Hayvan Partisi 3 Haziran Pazar günü, 1910 yılında gerçekleşen köpek katliamını hatırlatmak ve ölen köpekler için bir anı taşı dikmek amacıyla Sivriada’ya gidiyor.
14 Yıl Önce Güncellendi
2012-06-01 15:27:07
Hayvan Partisi bundan 102 yıl önce katledilen 80 bin köpeği anmak için 3 haziranda Sivriadaya’ya gidiyor.
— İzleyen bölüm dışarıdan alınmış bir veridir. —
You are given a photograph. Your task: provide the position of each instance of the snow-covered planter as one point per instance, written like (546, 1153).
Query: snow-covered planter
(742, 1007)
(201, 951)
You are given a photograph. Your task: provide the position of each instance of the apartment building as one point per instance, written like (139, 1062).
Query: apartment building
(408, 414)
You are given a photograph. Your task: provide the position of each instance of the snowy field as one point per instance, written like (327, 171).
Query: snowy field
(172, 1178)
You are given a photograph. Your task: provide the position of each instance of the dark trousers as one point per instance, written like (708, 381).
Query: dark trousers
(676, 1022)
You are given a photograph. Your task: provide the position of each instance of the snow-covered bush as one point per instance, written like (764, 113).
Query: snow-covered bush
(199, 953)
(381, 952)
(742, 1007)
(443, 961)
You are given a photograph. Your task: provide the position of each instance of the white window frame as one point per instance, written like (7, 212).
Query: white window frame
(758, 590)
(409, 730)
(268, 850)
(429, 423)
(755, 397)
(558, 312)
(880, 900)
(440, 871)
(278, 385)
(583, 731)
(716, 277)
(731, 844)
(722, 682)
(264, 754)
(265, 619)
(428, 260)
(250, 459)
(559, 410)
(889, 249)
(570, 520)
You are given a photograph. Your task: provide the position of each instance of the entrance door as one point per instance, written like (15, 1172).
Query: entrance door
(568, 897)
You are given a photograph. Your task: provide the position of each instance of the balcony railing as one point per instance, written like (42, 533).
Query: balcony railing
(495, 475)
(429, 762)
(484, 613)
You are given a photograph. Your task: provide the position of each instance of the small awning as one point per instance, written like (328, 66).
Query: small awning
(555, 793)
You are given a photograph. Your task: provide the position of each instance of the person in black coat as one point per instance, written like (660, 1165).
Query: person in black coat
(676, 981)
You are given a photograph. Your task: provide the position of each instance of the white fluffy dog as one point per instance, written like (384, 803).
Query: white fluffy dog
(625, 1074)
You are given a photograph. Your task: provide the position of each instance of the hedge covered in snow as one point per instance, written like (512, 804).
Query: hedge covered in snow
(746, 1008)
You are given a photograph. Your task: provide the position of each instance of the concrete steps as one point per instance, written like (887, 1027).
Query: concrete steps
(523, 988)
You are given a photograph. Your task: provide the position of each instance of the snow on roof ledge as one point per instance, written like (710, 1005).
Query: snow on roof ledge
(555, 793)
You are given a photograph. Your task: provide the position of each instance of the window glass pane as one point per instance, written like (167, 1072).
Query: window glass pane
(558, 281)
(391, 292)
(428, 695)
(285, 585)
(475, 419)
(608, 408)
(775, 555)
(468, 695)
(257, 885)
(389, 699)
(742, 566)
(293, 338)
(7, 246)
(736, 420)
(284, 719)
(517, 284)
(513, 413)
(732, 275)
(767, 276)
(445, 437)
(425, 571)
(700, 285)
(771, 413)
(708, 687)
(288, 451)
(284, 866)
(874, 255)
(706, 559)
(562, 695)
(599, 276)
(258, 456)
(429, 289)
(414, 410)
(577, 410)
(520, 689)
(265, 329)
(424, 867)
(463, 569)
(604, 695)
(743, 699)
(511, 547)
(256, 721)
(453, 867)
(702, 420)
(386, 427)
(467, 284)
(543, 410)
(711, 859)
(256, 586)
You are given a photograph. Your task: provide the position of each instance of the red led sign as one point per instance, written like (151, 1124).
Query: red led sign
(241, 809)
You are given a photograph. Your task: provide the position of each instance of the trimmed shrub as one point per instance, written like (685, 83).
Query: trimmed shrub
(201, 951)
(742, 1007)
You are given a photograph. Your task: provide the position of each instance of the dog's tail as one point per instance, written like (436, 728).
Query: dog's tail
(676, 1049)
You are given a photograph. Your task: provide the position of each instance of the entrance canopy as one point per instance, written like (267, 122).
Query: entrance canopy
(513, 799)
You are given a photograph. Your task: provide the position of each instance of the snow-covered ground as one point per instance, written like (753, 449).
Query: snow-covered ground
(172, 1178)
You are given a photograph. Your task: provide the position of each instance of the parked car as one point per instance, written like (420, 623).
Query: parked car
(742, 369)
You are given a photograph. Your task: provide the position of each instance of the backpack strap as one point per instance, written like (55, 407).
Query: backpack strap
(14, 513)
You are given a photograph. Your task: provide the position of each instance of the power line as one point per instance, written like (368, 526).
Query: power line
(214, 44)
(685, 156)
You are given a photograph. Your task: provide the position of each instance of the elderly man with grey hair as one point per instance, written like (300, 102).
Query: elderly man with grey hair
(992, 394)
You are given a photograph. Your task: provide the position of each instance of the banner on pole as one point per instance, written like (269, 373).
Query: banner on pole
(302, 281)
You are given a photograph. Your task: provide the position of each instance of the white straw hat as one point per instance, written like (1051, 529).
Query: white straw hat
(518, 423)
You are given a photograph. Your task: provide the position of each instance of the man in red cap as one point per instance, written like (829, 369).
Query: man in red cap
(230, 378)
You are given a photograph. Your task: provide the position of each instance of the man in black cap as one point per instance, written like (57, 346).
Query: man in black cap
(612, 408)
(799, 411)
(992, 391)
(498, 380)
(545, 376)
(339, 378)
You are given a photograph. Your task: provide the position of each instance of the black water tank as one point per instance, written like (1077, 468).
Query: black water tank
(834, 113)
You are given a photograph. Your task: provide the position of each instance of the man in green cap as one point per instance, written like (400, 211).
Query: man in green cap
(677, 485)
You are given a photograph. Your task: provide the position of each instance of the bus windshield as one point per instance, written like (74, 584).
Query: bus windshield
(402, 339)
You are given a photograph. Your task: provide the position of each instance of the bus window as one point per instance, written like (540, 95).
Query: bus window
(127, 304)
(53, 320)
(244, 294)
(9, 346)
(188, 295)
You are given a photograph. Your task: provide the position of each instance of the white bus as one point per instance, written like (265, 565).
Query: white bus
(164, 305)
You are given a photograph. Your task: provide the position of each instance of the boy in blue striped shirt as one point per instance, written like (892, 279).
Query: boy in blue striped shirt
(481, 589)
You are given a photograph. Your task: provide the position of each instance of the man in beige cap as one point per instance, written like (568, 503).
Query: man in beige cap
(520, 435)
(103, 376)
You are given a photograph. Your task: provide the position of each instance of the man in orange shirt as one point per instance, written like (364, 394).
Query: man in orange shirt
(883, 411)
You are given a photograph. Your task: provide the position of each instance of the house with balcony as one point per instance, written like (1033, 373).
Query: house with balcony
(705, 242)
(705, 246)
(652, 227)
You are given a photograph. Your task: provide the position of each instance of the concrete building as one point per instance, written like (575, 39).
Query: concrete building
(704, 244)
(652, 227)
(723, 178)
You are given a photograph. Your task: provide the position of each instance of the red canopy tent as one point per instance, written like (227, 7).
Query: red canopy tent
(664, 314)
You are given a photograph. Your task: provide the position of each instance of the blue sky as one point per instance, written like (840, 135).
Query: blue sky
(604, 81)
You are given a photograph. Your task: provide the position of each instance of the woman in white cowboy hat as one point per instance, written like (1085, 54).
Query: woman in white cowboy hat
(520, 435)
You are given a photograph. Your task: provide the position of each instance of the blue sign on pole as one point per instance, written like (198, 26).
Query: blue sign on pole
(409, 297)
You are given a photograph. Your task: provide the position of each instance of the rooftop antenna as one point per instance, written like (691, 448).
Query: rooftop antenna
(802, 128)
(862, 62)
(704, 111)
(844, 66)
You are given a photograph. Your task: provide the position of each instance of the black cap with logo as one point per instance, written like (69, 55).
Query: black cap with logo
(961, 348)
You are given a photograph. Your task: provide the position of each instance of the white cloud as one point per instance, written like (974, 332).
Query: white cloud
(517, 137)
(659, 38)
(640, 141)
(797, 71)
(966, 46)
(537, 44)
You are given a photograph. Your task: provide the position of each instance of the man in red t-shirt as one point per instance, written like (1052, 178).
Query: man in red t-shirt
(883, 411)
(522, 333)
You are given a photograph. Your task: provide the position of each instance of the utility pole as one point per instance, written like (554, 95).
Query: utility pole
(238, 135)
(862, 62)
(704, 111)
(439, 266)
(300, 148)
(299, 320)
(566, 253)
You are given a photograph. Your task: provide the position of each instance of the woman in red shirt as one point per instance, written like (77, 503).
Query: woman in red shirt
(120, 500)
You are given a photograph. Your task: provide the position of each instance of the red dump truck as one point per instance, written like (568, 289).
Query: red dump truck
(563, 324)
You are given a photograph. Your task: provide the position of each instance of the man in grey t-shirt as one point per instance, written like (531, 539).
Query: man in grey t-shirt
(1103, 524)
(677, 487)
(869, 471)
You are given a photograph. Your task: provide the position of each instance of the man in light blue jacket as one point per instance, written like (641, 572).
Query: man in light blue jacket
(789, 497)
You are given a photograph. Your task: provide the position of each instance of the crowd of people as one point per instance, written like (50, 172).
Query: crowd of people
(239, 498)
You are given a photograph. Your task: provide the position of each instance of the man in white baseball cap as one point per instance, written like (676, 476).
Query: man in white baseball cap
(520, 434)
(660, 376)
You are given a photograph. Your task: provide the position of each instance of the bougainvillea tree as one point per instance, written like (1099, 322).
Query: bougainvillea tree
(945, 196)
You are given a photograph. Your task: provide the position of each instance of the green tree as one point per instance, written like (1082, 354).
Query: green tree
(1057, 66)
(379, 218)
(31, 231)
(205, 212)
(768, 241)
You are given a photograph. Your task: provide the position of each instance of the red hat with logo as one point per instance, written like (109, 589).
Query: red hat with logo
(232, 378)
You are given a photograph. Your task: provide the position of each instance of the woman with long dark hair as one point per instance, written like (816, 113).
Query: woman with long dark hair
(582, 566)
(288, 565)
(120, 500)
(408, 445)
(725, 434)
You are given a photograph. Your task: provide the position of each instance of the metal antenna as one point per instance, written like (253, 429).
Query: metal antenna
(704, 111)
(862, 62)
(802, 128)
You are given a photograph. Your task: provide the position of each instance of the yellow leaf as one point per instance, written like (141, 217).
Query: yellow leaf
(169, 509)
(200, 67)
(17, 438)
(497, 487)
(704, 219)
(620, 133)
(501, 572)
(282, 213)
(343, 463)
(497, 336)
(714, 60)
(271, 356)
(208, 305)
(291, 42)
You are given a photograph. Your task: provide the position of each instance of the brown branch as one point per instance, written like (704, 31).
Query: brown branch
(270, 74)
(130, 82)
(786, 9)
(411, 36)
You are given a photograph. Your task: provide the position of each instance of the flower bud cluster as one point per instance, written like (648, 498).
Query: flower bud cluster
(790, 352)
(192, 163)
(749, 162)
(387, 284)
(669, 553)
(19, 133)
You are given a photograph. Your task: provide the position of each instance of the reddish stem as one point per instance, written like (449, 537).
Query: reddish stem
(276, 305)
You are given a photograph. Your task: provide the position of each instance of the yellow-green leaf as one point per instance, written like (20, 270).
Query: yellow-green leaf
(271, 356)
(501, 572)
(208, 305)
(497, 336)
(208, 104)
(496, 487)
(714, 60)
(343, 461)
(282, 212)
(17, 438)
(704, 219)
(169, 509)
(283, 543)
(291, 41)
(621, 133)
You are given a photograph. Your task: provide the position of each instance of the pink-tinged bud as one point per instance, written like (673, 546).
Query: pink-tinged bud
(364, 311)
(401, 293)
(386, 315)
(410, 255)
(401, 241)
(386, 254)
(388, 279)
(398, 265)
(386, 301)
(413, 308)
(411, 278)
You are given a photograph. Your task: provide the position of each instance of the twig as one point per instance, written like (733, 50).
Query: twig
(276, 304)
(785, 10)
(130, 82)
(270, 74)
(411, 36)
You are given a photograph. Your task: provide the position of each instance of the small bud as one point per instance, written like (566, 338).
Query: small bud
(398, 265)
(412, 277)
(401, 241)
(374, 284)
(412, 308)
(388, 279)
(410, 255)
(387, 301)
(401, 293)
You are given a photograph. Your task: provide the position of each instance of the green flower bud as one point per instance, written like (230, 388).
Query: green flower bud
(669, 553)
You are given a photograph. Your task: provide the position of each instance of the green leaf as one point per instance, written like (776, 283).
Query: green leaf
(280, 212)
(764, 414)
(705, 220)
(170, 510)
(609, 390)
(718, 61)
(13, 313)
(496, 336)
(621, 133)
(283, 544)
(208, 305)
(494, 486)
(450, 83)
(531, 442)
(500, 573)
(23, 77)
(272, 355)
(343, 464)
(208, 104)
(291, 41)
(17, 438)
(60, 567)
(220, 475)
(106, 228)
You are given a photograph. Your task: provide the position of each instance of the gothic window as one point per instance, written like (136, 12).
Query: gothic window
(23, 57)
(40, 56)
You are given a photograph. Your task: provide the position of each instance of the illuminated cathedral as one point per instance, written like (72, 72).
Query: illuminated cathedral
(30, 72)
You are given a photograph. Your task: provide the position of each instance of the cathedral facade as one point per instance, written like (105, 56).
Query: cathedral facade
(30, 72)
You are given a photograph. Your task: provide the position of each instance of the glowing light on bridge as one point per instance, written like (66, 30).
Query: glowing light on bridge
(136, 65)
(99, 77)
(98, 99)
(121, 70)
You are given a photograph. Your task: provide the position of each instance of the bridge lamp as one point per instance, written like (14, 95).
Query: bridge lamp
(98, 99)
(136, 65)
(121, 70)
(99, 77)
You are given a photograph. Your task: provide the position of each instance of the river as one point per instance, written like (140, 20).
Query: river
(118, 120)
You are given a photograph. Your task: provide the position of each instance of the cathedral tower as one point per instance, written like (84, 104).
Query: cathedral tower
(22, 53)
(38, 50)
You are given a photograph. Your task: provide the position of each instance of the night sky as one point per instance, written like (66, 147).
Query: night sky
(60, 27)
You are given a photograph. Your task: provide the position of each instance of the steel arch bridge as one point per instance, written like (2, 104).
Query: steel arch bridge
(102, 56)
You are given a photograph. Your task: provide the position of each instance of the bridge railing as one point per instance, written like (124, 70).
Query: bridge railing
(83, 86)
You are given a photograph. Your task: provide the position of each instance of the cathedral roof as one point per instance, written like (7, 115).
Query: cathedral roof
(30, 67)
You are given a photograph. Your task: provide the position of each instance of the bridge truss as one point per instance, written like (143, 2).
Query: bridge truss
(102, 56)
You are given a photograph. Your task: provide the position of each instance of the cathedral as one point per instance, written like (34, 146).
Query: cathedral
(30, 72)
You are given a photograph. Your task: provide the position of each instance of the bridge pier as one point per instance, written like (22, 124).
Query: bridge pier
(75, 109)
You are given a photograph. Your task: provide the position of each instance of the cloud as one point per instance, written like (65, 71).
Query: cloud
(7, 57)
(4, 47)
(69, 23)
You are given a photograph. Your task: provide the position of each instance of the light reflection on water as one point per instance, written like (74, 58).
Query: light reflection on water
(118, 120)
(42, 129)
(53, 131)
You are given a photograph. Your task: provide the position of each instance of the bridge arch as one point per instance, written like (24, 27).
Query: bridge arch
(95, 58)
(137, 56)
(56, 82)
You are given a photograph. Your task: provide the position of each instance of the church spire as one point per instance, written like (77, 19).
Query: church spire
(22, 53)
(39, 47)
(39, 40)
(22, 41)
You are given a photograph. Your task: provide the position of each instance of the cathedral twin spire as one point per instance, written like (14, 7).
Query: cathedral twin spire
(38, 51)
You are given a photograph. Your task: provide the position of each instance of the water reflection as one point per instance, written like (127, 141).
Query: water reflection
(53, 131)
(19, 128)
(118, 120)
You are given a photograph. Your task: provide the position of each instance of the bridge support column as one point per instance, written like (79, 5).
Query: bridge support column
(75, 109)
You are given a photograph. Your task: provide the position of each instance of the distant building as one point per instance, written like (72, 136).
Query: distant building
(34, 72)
Açlıktan ve susuzluktan ölen hayvanları anacak olan Hayvan Partisi, katledilen köpekler için bir anı taşı dikecek.
1910 yılında gerçekeşen olayda İttihat ve Terakki Fırkası “İstanbul’u modernleştirmek” adına şehrin sokaklarında yaşayan 80 bin köpeği toplayıp Sivriada’ya göndermişti. Issız adaya sürülen köpekler açlık ve susuzluktan, denizde boğularak ya da birbirlerini parçalayarak ölmüştü. Bu katliam sonrasında İstanbul halkı adayı “Hayırsızada” olarak yeniden isimlendirmiş ve I.Dünya Savaşı dahil şehrin başına gelen bütün felaketleri, ölüme terkedilen köpeklerin ahı olarak nitelendirmişti.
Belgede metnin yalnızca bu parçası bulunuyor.